His point: “No God saved this Jesus who posed as his Son.” And yet it is precisely with Jesus’s crucifixion that the Almighty expresses his solidarity with humans. “The most obscure mystery of the faith is, at the same time, the clearest sign of a hope without end,” the pope wrote.

“And what is more: only through the failure of Holy Friday, only through the silence of death of Holy Saturday, were the disciples able to be led to an understanding of all that Jesus truly was and all that his message truly meant,” wrote Benedict. “God had to die for them so that he could truly live in them.”

Benedict referred to the famous 1882 declaration by the German philosopher Friedrich Nietzsche: “God is dead! And we have killed him!” As humans “encourage each other to start preparing to take God’s place,” wrote Benedict, the “terrible mystery of Holy Saturday, its abyss of silence, has thus acquired a crushing reality in these days of ours.”    

Unbeknownst to much of the world, the idea that God is dead “is taken almost literally from Christian tradition,” the pope wrote in his article. But we have also “killed him, by enclosing him in the stale shell of routine thinking, by exiling him in a form of pity with no content of reality, lost in the gyre of devotional phrases or of archaeological treasuries; we killed him through the ambiguity of our lives, which also laid a veil of darkness over him.”

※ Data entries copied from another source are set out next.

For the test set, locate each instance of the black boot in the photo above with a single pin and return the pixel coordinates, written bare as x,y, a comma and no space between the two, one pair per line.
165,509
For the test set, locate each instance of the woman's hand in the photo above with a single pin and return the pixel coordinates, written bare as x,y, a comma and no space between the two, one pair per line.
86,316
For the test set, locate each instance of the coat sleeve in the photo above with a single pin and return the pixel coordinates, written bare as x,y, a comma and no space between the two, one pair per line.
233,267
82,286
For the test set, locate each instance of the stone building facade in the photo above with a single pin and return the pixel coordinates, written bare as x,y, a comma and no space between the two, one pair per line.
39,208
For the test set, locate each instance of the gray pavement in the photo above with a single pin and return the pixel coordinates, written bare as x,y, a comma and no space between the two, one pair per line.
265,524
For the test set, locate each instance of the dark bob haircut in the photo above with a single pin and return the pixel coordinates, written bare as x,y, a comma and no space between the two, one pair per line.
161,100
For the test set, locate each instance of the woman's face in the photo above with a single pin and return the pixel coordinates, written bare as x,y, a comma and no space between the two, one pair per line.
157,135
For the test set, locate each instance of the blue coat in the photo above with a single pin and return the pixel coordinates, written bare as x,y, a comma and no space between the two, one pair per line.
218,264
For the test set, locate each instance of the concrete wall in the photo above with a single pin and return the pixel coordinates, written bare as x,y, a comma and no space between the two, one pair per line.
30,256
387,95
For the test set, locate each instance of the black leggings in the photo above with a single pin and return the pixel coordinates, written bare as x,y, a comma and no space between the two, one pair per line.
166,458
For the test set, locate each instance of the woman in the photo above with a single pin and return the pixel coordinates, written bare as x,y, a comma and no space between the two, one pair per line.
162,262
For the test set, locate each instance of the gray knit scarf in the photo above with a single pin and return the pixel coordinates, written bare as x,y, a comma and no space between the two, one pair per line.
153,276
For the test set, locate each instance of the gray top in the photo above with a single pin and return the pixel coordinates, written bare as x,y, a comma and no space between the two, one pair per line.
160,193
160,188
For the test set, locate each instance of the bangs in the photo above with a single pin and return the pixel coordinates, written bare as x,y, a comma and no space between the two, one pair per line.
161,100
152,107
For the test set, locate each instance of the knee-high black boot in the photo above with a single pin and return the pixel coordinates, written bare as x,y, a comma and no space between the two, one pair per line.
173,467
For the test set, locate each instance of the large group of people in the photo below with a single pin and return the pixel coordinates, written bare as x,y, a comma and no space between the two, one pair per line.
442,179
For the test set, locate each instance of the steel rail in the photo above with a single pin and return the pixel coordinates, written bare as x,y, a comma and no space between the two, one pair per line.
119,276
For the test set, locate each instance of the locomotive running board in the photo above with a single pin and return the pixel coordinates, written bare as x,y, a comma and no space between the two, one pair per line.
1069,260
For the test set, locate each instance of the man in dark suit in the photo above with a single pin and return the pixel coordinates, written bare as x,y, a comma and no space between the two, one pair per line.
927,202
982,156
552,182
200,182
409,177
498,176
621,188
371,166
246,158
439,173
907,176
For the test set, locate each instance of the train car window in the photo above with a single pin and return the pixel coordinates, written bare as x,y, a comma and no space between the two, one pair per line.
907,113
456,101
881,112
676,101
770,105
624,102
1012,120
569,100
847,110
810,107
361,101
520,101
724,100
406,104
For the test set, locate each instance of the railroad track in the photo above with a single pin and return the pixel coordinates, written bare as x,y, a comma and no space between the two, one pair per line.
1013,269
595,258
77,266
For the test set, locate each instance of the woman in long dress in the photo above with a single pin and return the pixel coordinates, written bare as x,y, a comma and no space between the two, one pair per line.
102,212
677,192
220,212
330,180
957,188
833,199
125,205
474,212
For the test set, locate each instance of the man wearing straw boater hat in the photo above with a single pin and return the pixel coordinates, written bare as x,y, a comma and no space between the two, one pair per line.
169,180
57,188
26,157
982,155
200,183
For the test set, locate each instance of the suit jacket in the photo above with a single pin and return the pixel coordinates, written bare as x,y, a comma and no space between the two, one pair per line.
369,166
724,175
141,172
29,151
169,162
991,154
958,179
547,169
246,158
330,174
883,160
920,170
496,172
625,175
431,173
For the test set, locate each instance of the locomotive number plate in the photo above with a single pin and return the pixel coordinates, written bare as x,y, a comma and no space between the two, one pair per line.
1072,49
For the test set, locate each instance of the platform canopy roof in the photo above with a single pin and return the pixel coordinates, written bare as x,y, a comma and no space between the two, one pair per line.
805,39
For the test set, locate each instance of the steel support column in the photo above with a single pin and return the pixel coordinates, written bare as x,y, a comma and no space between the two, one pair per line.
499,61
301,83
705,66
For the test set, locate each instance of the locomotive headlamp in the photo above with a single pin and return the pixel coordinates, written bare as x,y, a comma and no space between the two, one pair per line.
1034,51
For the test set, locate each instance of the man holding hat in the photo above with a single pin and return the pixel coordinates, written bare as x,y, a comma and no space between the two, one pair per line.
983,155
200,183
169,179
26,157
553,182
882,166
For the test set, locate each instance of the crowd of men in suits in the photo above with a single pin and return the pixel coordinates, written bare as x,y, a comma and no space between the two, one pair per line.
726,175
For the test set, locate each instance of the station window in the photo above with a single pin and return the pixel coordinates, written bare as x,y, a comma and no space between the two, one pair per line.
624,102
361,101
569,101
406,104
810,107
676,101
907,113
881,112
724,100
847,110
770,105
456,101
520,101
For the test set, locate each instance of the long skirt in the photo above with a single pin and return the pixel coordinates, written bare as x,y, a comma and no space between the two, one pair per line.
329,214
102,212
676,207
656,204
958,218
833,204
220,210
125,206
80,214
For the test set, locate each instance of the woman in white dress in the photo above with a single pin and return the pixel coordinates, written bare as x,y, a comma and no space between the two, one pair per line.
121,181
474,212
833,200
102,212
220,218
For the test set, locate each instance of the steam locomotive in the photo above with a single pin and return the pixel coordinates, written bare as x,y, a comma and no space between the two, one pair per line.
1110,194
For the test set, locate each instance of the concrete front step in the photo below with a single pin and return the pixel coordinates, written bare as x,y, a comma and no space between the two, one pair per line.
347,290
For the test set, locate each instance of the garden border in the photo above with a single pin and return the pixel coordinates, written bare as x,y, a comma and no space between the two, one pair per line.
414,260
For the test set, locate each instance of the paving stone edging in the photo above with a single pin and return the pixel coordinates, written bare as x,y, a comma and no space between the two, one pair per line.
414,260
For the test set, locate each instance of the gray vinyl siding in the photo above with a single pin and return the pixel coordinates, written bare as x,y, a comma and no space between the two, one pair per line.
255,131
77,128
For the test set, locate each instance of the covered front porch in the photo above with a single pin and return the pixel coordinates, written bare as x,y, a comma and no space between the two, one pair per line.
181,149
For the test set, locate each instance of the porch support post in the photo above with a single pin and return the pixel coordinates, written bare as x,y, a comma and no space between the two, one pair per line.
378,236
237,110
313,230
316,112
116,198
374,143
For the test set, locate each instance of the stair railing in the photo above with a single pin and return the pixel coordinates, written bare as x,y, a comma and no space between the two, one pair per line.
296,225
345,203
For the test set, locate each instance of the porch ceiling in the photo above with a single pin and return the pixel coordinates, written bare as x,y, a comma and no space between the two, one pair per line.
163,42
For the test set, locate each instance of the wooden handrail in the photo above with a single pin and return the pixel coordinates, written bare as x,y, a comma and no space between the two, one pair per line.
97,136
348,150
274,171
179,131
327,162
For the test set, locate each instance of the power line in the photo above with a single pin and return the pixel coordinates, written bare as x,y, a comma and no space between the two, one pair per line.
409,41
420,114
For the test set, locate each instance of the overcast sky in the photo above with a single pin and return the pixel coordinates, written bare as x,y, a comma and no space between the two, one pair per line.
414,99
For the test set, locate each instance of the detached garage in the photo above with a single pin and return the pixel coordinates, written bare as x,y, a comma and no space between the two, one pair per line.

Holy Saturday, by far the most uncelebrated day of the Holy Week, was particularly significant to Benedict, who was born and baptized on that very day in 1927. In a 2006 book, titled The Sabbath of History, which he coauthored with an abstract impressionist painter and convert to Catholicism named William Congdon, the pope urged believers to appeal to God thus:

“Wake up, don’t let the darkness of Holy Saturday be endless, let a gleam of Easter also fall in our days … don’t let us sink into darkness; don’t let thy word be drowned in the banter of these days. Lord, help us, for without thee we would perish. Amen.”